On the road to Atlanta: Ruff’s Mill, July 4, 1864
On the afternoon of July 4th, Col. Edward F. Noyes, commanding the 39th Ohio, recalled how Sherman “looked all along the line and said: ‘Here’s the place to strike them, and we are going to do it right away.’” At that Noyes stepped up, insisting that his men “can and will take the . . . works. All we need is the order.” Sherman, delighted by Noyes’s confidence, decided the matter: the charge would be made at “six o’clock.”[1]

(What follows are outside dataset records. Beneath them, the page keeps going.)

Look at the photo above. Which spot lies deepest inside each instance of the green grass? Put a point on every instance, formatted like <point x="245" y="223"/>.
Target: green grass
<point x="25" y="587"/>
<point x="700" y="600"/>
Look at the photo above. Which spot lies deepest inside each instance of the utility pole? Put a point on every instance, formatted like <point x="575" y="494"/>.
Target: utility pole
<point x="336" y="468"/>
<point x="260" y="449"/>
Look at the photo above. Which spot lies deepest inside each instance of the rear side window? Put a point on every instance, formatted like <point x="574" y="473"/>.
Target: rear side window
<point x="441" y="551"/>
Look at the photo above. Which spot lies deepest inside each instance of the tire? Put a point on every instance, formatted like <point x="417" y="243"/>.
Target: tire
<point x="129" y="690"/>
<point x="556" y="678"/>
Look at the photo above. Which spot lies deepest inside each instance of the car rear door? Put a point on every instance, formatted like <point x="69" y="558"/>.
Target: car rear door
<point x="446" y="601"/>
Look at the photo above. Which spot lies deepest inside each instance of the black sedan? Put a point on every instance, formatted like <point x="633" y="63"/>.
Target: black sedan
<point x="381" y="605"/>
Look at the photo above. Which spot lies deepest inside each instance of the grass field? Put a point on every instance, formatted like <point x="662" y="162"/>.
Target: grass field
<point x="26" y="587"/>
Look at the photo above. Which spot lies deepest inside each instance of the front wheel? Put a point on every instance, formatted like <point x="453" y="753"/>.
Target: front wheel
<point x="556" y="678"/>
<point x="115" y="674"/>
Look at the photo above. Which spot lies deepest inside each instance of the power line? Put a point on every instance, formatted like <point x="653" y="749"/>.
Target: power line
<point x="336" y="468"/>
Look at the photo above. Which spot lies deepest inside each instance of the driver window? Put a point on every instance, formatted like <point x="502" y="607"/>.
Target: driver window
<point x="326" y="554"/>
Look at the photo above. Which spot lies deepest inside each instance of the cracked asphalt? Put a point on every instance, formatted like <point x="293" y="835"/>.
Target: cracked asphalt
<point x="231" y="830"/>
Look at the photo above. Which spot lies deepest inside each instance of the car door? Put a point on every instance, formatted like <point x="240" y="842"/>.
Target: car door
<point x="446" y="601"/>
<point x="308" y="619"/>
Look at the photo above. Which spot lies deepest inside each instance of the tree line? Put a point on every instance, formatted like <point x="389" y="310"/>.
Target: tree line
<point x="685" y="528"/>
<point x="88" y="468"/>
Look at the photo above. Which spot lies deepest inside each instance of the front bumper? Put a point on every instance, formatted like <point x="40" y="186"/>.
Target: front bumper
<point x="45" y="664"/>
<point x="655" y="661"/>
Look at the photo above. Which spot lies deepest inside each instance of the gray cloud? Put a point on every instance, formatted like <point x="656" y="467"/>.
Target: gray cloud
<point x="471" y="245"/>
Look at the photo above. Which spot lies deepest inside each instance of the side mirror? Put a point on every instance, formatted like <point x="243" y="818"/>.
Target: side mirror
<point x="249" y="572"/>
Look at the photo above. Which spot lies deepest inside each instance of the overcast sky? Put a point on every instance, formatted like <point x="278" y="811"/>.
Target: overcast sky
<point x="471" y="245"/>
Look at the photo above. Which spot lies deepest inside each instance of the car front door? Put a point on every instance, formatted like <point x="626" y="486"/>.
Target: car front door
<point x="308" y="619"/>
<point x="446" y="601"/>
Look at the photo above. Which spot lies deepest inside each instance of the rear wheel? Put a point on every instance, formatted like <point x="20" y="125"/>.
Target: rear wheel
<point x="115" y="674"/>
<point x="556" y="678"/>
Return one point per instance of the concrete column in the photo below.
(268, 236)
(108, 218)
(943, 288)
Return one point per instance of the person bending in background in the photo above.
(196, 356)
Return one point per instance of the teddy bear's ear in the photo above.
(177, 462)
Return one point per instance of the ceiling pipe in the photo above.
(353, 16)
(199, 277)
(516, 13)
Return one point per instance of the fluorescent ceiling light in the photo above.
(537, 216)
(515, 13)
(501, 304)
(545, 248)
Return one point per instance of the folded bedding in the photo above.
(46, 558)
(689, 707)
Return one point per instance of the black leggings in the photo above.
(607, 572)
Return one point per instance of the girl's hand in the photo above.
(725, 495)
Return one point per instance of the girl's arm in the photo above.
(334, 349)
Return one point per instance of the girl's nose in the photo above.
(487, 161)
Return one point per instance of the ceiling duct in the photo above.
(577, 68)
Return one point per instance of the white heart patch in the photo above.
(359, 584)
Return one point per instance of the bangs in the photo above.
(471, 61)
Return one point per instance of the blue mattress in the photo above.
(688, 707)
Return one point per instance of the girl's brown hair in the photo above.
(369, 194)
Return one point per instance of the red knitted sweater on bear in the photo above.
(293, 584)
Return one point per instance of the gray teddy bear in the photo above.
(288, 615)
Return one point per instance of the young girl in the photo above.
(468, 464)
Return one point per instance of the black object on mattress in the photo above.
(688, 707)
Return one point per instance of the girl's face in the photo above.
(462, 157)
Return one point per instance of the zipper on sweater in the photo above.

Noyes was a veteran, having held both the majority and the lieutenant-colonelcy in the 39th before his promotion to full colonel in late 1862. An ardent patriot, he had zealously campaigned within the 39th for veteran reenlistment over the winter of 1863, which induced the men to reenlist in record numbers. As the current campaign opened, the 39th fielded 638 men, while the 27th counted 536; and though now much reduced, the two commands probably still numbered close to 1,000 troops. Earlier, Noyes believed that Fuller chose the twin Buckeye regiments to make the assault because “we could do it successfully, if anybody could;” when told to stand down, “it was a terrible let-down. I felt as if it were a sort of slur.” Now both regiments formed up behind the spencer-armed 64th Illinois, which Fuller had left on the skirmish line, while behind them the much smaller 18th Missouri formed in support. As further support, since Fuller only had four regiments, Veatch loaned him the 63rd Ohio from Brig. Gen. John Sprague’s Second Brigade. Then, wrote Noyes, “at six o’clock and 40 minutes—I remember perfectly well the hour—the bugle sounded the charge.”[2]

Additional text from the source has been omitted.